As Hewlett-Packard Company prepares to split itself in two, there’s been a lot of speculation that what it’s really trying to do is wash its hands off of a dying PC and printer businesses.
The split is a sign that CEO Meg Whitman sees greater opportunity for growth and profits in selling commercial tech products, including data-center hardware, business software and cloud services, some analysts say. That’s where much of her focus has been in recent years, and it’s the reason why she’s assuming the role as chief executive of the new company dubbed Hewlett-Packard Enterprise.

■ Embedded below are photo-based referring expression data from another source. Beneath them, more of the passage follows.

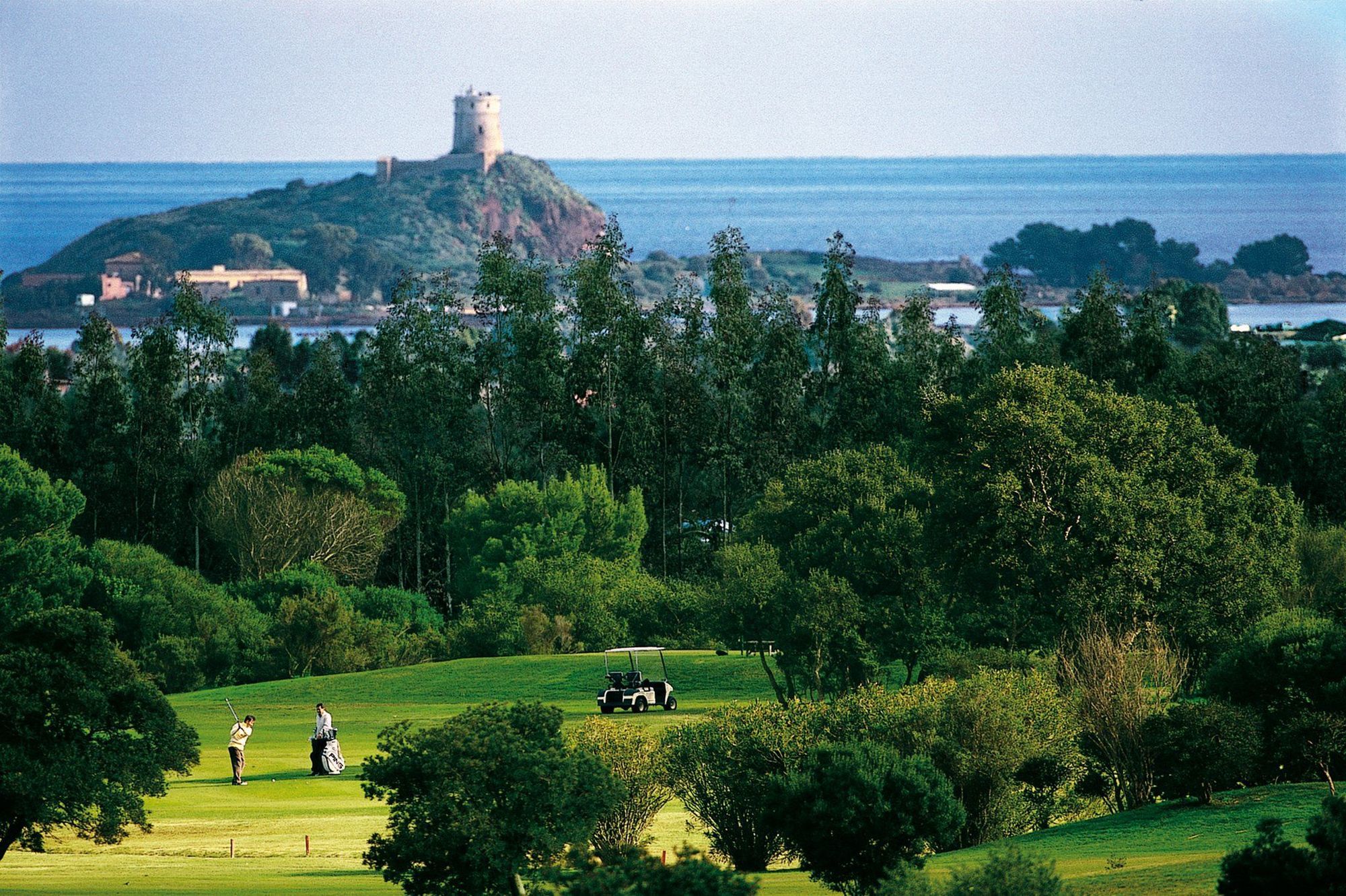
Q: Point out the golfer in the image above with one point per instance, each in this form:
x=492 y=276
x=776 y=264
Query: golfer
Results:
x=238 y=741
x=322 y=734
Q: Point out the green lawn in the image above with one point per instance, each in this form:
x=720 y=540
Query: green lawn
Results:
x=1166 y=850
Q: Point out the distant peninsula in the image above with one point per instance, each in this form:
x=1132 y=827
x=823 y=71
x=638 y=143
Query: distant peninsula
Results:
x=349 y=239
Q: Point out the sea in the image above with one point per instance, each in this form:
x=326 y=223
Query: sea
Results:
x=902 y=209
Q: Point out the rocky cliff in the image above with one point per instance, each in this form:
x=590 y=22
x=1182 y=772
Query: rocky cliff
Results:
x=360 y=229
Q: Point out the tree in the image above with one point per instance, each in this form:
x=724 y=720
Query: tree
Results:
x=481 y=801
x=635 y=759
x=324 y=402
x=637 y=875
x=1063 y=501
x=1094 y=336
x=682 y=411
x=40 y=558
x=855 y=811
x=776 y=388
x=1121 y=680
x=1291 y=669
x=1007 y=874
x=520 y=520
x=1271 y=864
x=610 y=372
x=522 y=364
x=933 y=357
x=87 y=737
x=273 y=511
x=1250 y=389
x=418 y=412
x=184 y=632
x=861 y=516
x=160 y=469
x=1282 y=255
x=37 y=418
x=732 y=348
x=1200 y=749
x=100 y=414
x=722 y=768
x=1147 y=350
x=250 y=251
x=1322 y=571
x=1201 y=314
x=1065 y=258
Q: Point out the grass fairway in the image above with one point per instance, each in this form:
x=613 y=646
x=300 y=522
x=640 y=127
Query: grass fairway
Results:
x=1165 y=850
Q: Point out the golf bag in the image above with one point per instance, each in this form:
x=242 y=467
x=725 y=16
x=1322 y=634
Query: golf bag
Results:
x=330 y=759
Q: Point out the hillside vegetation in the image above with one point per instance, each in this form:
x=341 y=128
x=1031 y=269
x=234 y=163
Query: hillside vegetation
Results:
x=360 y=227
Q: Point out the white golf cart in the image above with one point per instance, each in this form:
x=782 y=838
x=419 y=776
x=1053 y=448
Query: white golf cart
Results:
x=628 y=688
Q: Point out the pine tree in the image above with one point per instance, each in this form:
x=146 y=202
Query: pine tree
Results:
x=100 y=415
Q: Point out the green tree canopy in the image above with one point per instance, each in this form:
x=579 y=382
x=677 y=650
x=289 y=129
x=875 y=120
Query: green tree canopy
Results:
x=87 y=737
x=1282 y=255
x=1061 y=501
x=38 y=555
x=861 y=516
x=854 y=812
x=573 y=516
x=480 y=802
x=271 y=511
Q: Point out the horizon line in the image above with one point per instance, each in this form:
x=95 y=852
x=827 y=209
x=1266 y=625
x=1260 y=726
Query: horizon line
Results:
x=637 y=159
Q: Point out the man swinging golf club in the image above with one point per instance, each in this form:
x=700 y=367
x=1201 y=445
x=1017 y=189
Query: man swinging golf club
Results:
x=239 y=737
x=322 y=734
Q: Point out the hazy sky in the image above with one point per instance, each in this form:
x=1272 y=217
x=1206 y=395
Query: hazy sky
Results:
x=188 y=80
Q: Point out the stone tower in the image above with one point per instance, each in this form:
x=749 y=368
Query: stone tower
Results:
x=477 y=126
x=477 y=142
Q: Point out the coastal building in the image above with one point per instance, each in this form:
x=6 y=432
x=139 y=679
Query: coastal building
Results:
x=126 y=275
x=477 y=141
x=34 y=281
x=269 y=285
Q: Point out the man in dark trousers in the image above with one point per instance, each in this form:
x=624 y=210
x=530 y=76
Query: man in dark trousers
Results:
x=322 y=734
x=239 y=737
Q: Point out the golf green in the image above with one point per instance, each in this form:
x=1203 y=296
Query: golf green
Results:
x=1172 y=848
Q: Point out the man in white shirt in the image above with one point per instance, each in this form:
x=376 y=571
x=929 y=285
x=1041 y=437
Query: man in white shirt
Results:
x=239 y=737
x=322 y=734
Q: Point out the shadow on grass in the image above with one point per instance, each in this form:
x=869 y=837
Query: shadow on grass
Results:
x=352 y=773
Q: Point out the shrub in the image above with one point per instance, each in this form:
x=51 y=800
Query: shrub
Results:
x=275 y=511
x=1269 y=866
x=481 y=801
x=1009 y=874
x=722 y=769
x=855 y=811
x=1200 y=749
x=1006 y=874
x=639 y=875
x=635 y=758
x=185 y=632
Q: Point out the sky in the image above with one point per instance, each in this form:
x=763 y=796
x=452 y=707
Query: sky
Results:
x=205 y=81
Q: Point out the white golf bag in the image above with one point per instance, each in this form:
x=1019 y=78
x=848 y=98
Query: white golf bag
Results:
x=332 y=761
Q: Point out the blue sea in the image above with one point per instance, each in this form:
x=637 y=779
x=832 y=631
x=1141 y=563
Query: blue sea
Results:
x=904 y=209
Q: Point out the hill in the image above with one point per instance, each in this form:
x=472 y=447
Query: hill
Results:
x=1172 y=848
x=361 y=228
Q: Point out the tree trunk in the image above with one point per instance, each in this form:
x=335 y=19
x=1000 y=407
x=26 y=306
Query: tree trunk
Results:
x=449 y=567
x=776 y=687
x=11 y=833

But what about the prospects of the other new company, HP Inc? At first glance it doesn’t look like such a rosy future lies in a store for a business that’s solely focused on selling hardware. The PC market is tough, nobody is denying that. Sales are declining, profit margins are thin, and the situation isn’t likely to improve any time soon. But at the same time, no one expects the PC market to disappear completely – there are still cases where PCs are more useful than smaller-screen devices, most especially when it comes to business use.
As things stand, HP’s actually doing rather well in the remaining PC business. For sure its profits are slim – just 3.6 percent of its $25.3 billion revenues – but its market share remains strong. People like HP’s computers, which is why it currently holds an 18.3 percent global share, behind China’s Lenovo Group Inc, which holds 19.6 percent according to IDC. The PC market might be unlikely to grow anytime soon, but it’s not going to die either, and HP is still selling plenty of machines.
Of course HP Inc., isn’t just going to be about PCs. It’s also got a nice little sideline with its printers, in a market it just so happens to dominate. Admittedly the printer business is also in decline, mostly because people like to store photos and files online and view them on their phones and tablets. But just like PCs, printers won’t disappear completely. And HP Inc. has still has lots of room for maneauver, such as getting into 3D printing systems.
What’s crucial about HP Inc’s printers is they still make bucketloads of cash. Unlike with PCs, the profit margins in printers and ink cartridges are enough to make even tobacco companies envious. Historically, much of the cash earned from HP’s printer business has been used to fund acquisitions for its enterprise and computing businesses, and not all of these have worked out (the acquisition of Autonomy comes to mind). With the split, a newly independent HP Inc. won’t have to worry about funding any more enterprise acquisitions – instead it’ll be able to spend its cash as it sees fit, whether its for stock buybacks, dividend increases and other shareholder-friendly actions, or to further its hardware businesses.
The newly independent, well-funded HP Inc. is going to be a much more agile beast than the encumbered giant it is now. It can use this flexibility to corner the opposition and grow its market share, either through more aggressive pricing, (like the $199 11.6-inch Windows notebook it unveiled last week) or perhaps by acquiring its rivals. It can also use its cash to pursue newer, consumer-friendly avenues like mobile devices and wearables.
This is all just speculation for now, but the point is that HP Inc., shouldn’t be written off simply because Meg Whitman feels the enterprise is going to be more profitable. She may well be right, but there’s still plenty of money to be made in hardware, and a newly minted, pure-play seller like HP Inc., is going to be well placed to grab the lion’s share of it.